The continuous midsole, a change from the Alphafly 2 which had a gap between the heel and forefoot sections, shows in the scan as a single uninterrupted foam body from heel to toe, with the plate and pods embedded within it. The geometry confirms what Nike describes as a smoother heel-to-toe transition.
Adidas Pro Evo 1: less is more
Adidas took the opposite approach. Where Nike added components, Adidas removed them. The Pro Evo 1 weighs 140 grams (78 grams less than the Alphafly 3), and much of that reduction comes from eliminating material instead of replacing it with lighter versions.
Instead of a full-length carbon plate, Adidas embedded eleven carbon-composite rods, each 5.5mm thick, running longitudinally through the midsole and mapped to the metatarsals. The intent is to target propulsion under specific joints, including the big toe, rather than distributing it across the full foot. Two pieces of Lightstrike Pro foam are bonded around the rods. The outsole is not a separate rubber component but a liquid rubber coating applied directly to the foam surface, removing approximately 20 grams compared to a conventional outsole. The upper is a single-layer transparent mesh with no sock liner.
The scans confirmed the rod placement and bonded foam geometry. They also found something Adidas had not publicized.
Inside the Adidas rods
Several of the carbon-composite rods contain internal porosity, visible in the density mapping as voids within what should be solid carbon composite.
The FT shared this finding with Adidas directly. The company described the voids as minor irregularities that can occur during the manufacturing process without affecting the performance or durability of the rods, and said it was not aware of any rods breaking in competition. That response is plausible. Carbon composite fabrication at complex geometries routinely produces small internal voids, and the rods have indeed performed at the highest level of marathon competition without reported failures.
But the finding points to crucial particularities of performance footwear manufacturing. The Pro Evo 1 is largely assembled by hand, a consequence of the precision required to position the rods correctly. Adidas has acknowledged the shoe does not generate direct profit at its $500 retail price. It serves as an engineering platform: learnings about rod placement, foam bonding, and wear behavior at the elite level feeds into higher-volume models. A scan that surfaces manufacturing variation in that platform is exactly the kind of evidence that drives the next iteration.

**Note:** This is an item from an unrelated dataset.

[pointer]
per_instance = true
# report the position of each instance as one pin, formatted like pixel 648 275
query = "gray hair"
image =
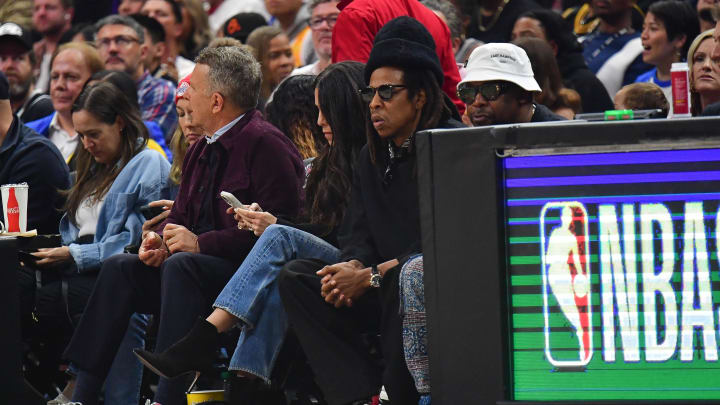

CT produces quantitative density data rather than surface images, which means it can measure the difference between a solid rod and one with a void, between a foam layer bonded as designed and one with a gap, between a component that meets spec and one that doesn't. The same thing CT insight contributed to this investigation is exactly what makes it so critical to the manufacturing process more broadly.

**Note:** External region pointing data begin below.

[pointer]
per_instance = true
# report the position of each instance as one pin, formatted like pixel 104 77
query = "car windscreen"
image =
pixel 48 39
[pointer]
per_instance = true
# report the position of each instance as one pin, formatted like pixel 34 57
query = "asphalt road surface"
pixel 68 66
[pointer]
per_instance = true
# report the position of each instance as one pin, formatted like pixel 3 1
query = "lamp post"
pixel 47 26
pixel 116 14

Differences that make a difference
The two shoes represent different theories about where the performance gains in marathon footwear come from. Nike's idea is a tuned system of interacting components, each refined over multiple generations, designed to work across a range of foot-strike patterns and runner profiles. Adidas bets that weight is the primary variable and that the structural function of a plate can be distributed through discrete rods positioned anatomically, eliminating material rather than optimizing it.
Both approaches have produced marathon world records. What the scans add is a precise account of what each shoe conceals, what the manufacturing process delivered against the design intent, and where the gap between those two things becomes visible. The distance between design intent and manufactured reality is where quality is won or lost, and where visibility matters most.